I handed out packets, pencils in their hands, the study of history aside, and began: “Slavery exists in the world today.” Their eyes looked up. “In your lifetime, slavery exists. There are 27 million people who are slaves right this moment, in this world. That is more than the time of Abraham Lincoln. More than anytime in history.” And their eyes held mine.
I went on to tell a story, about a friend of mine in India, being offered a man’s daughter, a four year old girl, for a dollar. For sex. I read a paragraph from the packet, accosting them with the price of slaves: $25 dollars today. They were $40,000 in the Antebellum South ($1,000 equivalent to $40,000 today).
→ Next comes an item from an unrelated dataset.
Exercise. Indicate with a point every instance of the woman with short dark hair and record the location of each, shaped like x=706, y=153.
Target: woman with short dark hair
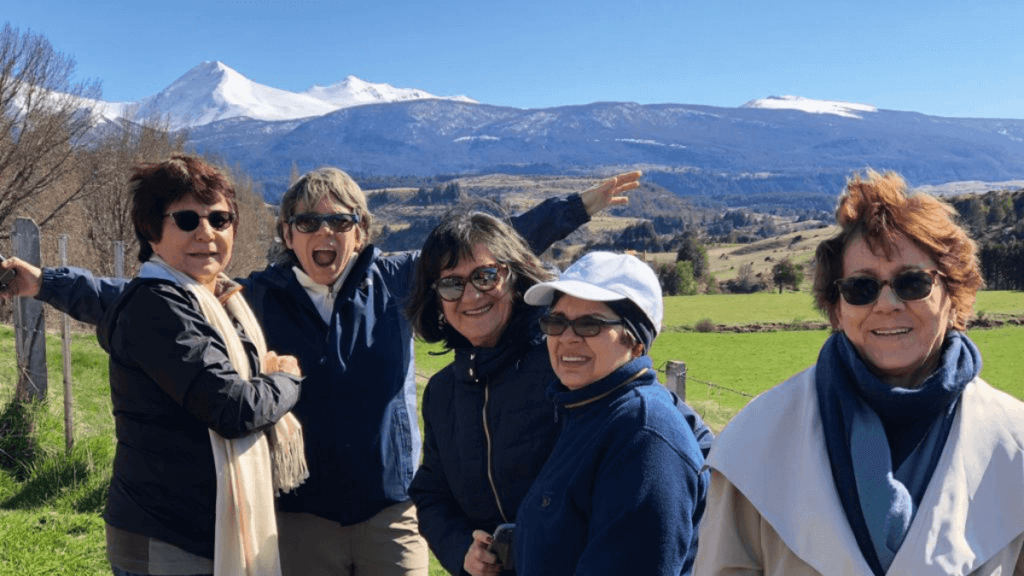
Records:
x=194, y=388
x=488, y=425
They stared. Speechless. I told them about a friend in Southeast Asia, who saw young girls stored underground until nighttime fell and men came to defile them. About fathers in Africa who offer their daughters a better life in the city, only to be betrayed by the lure of the businessmen.
They write their responses. Quiet and pensive, but scrolling on paper: “How could someone do something like this with no sorrow or regrets?” “I am horrified; I feel sad and angry, shocked.”
We read sentences. Stories. Lives. Reality of fingers cut off, wrists hung and torn, skin mangled to smell of rotten flesh. The quotes of those who remain scare our own emotions, as we listen to theirs: “God created me to be a slave, just as he created a camel to be a camel.” “I am no star; I’m just a whore. That’s all.” “For ten years, I had no one to laugh with. For ten years, nobody loved me.”
The room is still. Quiet. Angst and anticipation crowd the corners. The students say nothing, do little except stare at me and their work, unable to respond, to answer. Tears threaten a few. My own heart pounds out beats. They pencil thoughts: “How can people come in and murder people? The kid name the rest – innocent men, women, and children alike?” “To slaves that slaves were hurt is an understatement. People fix cars of bikes better than they fix their slaves…These slaves are tortured, mutilated, punished so severe…”
I linger slowly, punctually over facts: details of capture, torture, selling, holding. I assign the paragraph: “Serious punishment includes the feared ‘insect treatment’ in which tiny ants are stuffed into a slave’s ears, and the ears are then bound tightly by a scarf. The slave is left tied u for several days, after which, Human Rights Watch says, the slave will do what he or she is told.”
I speak about 485 and 77, the junction between two major highways near us, and display the article from the Charlotte Observer about it’s slave passageway; its transfer of human life. She speaks: “Why are we not doing more to stop it?”
We are cold, hardened; now hurting. We are shocked, softened. We are perplexed, purposeful.
I stop. Pause. Breathe.
I armor them. My world changers: my warriors against battles I cannot fight alone. I give them places to be more. To be greater than a student in a desk, an adolescent in their home. Organizations, people, places to join with, to fight with.
So we start today. World changing. Going from content to coin collecting. Gathering a jar of coins to fight modern slavery. Loose Change to Loosen Chains. More than an issue. More than a reading. More than a class period.
We are more. We are students. We are agents. We are agents of change.